Rien de plus justifié que cette reconnaissance. Le « bon maître, » en effet, — comme, dans le cours de cette correspondance, le chevalier d’Assay appelle constamment son beau-frère, — a pris complètement à sa charge l’entretien de toute cette famille. Il défraie entièrement les deux frères de Thérèse, aussi bien le cadet, Marc-Antoine de Courcelles, que l’aîné, Charles-Louis, le chevalier d’Assay. Ce dernier, particulièrement, bénéficie de ses largesses, tantôt sous forme de pensions et de crédit pour suivre sa carrière, en France, à l’étranger, au cours de ses voyages, tantôt sous forme de cadeaux, pour compléter son équipement et subvenir à ses frais de toilette. « Que de grâces n’ai-je pas à vous rendre, écrira-t-il ; je ne passe pas un jour de ma vie, sans recevoir des marques de vos bontés… Je viens de recevoir la veste que vous m’avez envoyée.
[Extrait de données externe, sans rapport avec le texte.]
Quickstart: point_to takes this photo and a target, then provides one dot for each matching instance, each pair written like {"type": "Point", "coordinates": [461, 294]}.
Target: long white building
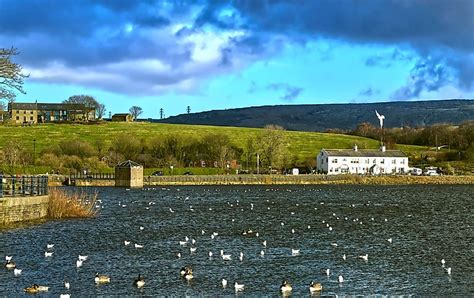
{"type": "Point", "coordinates": [355, 161]}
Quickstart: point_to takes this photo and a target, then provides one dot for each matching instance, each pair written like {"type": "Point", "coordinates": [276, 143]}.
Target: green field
{"type": "Point", "coordinates": [304, 145]}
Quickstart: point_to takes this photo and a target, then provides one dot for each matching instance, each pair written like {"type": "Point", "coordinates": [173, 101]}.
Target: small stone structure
{"type": "Point", "coordinates": [129, 174]}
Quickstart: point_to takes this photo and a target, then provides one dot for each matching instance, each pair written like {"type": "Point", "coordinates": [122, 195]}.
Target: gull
{"type": "Point", "coordinates": [17, 272]}
{"type": "Point", "coordinates": [381, 118]}
{"type": "Point", "coordinates": [78, 263]}
{"type": "Point", "coordinates": [238, 287]}
{"type": "Point", "coordinates": [295, 252]}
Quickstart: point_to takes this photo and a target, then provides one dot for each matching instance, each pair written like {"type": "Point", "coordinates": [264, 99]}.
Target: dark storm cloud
{"type": "Point", "coordinates": [290, 93]}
Elle est très riche et d’un goût infini. Je ne la méritais pas si belle, assurément ; mais j’ai reconnu la main de mon bon maître, qui ne se borne jamais dans ses bienfaits. » Comme le jeune homme a le cœur bien placé, il ne laisse pas de souffrir quelquefois d’une pareille dépendance ; mais, en dépit de ce malaise, la gratitude ne pèse pas à son cœur. « Il serait ridicule à moi, ma chère sœur, de vous faire ressouvenir de l’état où je suis, sans biens, sans fortune… Ce qui m’est le plus dur, c’est d’être, malgré moi, à charge à M. de La Pouplinière, vous le savez aussi bien que moi. » Mais, après cet aveu, il ajoute aussitôt : « J’ai les mêmes sentimens que vous, ma chère sœur, ayant le même sang dans

  1. Lettre du 10 janvier 1741, passim.